Barbosinha destaca avanços na repressão e justiça às vítimas de violência doméstica em MS

Foto: Bruno Rezende, Secom

Em meio a tantos indicadores positivos alcançados em 2025 por Mato Grosso do Sul, o alto número de feminicídios consumados neste mesmo período continua sendo fonte de preocupação para as autoridades e representantes públicos. O ocorrido têm mobilizado o Governo Estadual, para que o mesmo cenário não se repita em 2026. 

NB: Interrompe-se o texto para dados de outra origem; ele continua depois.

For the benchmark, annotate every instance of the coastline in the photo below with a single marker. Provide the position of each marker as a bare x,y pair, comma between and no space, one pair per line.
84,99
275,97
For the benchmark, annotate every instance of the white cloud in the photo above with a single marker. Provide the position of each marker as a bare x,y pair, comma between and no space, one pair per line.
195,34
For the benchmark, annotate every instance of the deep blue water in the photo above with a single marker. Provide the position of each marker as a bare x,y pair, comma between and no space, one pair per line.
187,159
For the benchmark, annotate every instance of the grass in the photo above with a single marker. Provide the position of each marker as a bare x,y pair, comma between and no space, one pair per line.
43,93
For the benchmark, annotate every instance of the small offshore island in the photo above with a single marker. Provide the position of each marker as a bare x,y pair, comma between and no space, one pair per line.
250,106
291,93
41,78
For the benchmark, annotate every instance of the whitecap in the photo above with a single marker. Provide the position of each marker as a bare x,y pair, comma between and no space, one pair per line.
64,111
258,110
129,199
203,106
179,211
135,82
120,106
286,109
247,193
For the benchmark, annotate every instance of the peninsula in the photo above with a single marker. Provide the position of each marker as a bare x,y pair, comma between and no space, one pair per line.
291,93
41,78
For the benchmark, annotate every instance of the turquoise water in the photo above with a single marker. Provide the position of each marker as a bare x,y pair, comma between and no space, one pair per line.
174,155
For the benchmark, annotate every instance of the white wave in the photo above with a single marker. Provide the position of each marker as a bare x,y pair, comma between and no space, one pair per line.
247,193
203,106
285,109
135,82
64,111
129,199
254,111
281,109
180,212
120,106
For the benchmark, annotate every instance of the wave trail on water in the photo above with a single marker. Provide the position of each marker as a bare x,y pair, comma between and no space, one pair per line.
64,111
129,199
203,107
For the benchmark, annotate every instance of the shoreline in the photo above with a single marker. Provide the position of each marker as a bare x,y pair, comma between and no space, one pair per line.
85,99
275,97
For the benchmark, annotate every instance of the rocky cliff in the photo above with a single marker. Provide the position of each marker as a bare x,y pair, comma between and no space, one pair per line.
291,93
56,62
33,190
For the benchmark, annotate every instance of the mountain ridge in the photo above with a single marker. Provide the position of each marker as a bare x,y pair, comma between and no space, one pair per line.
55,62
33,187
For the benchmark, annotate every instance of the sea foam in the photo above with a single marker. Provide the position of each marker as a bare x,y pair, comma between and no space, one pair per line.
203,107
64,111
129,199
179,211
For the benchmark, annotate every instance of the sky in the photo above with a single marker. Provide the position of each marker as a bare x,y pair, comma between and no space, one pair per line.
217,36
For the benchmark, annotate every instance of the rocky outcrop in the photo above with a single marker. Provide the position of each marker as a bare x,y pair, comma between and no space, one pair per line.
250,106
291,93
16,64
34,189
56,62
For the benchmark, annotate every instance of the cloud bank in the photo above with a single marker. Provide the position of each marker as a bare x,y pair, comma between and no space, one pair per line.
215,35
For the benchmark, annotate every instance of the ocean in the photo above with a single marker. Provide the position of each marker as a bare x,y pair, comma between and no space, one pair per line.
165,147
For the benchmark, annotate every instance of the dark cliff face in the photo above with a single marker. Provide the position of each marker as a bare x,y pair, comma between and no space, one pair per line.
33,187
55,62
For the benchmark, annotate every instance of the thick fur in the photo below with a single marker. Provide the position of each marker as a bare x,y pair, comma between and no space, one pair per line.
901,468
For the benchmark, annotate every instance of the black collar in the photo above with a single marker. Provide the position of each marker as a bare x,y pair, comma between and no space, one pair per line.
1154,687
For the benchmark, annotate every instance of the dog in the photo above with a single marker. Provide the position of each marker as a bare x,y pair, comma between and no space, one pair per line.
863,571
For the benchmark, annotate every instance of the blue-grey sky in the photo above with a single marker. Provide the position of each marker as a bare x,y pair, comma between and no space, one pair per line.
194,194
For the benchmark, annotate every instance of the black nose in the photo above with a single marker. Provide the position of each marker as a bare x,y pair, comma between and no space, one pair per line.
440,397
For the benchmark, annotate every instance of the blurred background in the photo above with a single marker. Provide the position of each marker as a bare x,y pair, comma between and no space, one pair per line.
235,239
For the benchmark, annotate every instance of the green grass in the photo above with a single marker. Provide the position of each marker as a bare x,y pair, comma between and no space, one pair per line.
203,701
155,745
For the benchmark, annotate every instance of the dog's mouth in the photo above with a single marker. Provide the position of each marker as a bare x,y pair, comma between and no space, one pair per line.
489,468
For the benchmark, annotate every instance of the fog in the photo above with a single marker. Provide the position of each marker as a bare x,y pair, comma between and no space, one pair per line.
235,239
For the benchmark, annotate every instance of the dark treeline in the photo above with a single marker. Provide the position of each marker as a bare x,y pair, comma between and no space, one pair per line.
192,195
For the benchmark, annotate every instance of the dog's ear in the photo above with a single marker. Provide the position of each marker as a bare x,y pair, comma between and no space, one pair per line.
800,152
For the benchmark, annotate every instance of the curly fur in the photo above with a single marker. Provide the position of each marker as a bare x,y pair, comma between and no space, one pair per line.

Em entrevista ao Jornal da Hora, na manhã desta terça-feira (6), o governador em exercício, José Carlos Barbosa, o Barbosinha, apresentou as medidas implementadas pelo Governo de Mato Grosso do Sul para diminuir a violência de gênero e assegurar a proteção à vida das mulheres. 

Foto: Maria Luiza Massulo

Na ocasião, Barbosinha destacou a importância de um trabalho realizado de forma transversal e que envolva não só a segurança pública, mas as demais áreas da sociedade, como educação e saúde para combater o machismo estrutural, que é diagnosticado como a raiz da violência de gênero. 

“Há um trabalho muito importante com os grêmios estudantis, desenvolvido pela Secretaria de Cidadania, gerida pela Viviane Luiza. O grêmio estudantil, de todas as escolas recebem um recurso para suscitar o debate no ambiente das escolas e ensinar que quem ama não mata, quem ama não bate. Essa questão estrutural precisa ser combatida”, afirma. 

Do ponto de vista da repressão, o governador frisou que não houve qualquer caso denunciado de feminicídio ou violência doméstica, em 2025, que não tenha sido criteriosamente investigado pelas autoridades e os responsáveis devidamente punidos, um avanço importante para o Estado após vir a público uma série de denúncias a respeito do atendimento nas Delegacias Especializadas em Atendimento às Mulheres. 

“Mato Grosso do Sul vem encorajando as mulheres a denunciar. E talvez seja por esta razão que ostentamos esses indicadores, aqui nós temos uma rede de proteção que estimula e incentiva as mulheres a denunciar os seus agressores, sem deixar que os números fiquem reprimidos”, conclui.